目的:研究表明,吸入矿尘,如石棉,可以转移到各种器官,包括淋巴结。最近,我们建立了一个方案,使我们能够通过空气中微粒诱导的X射线发射(micro-PIXE),使用石蜡包埋的肺标本鉴定吸入元件.然而,很少有研究研究这些吸入纤维在各种器官中的浓度或其易位机制。在这项研究中,我们将肺实质中吸入纤维的浓度与肺门淋巴结中的浓度进行了比较,并确定了职业性石棉暴露患者吸入纤维的基本空间分布。
方法:本研究使用石棉暴露患者的肺组织和肺门淋巴结。元素分析通过空中微PIXE进行。免疫组织化学分析使用抗CD163,平滑肌肌动蛋白,波形蛋白和β-连环蛋白抗体。
结果:分析显示,淋巴结中吸入的硅的量约为肺部的6倍。空间分析表明,硅,铁和铝共定位在肺门淋巴结中。免疫组织化学分析显示吸入纤维与巨噬细胞的局部一致,平滑肌肌动蛋白,和肺门淋巴结中的波形蛋白。
结论:这项研究表明,空中微型PIXE可用于分析人体吸入纤维的元素分布和定量。此外,免疫组织化学与空中微量PIXE分析相结合可能有助于确定体内粉尘分布的机制。

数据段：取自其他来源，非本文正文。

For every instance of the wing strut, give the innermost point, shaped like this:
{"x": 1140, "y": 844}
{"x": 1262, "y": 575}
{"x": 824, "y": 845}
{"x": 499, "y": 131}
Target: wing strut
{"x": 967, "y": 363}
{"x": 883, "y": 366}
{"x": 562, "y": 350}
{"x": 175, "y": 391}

OBJECTIVE: Studies have shown that inhaled mine dust, such as asbestos, can be translocated to various organs including the lymph nodes. Recently, we have established a protocol that enables us to identify inhaled elements using paraffin embedded lung specimens by in-air microparticle-induced X-ray emission (micro-PIXE). However, little research has examined the concentration of these inhaled fibers in various organs or the mechanisms of their translocation. In this
study, we compared the concentration of inhaled fibers in the lung parenchyma to the concentration in the hilar lymph node as well as to determine the elemental spatial distribution of the inhaled fibers in a patient with occupational asbestos exposure.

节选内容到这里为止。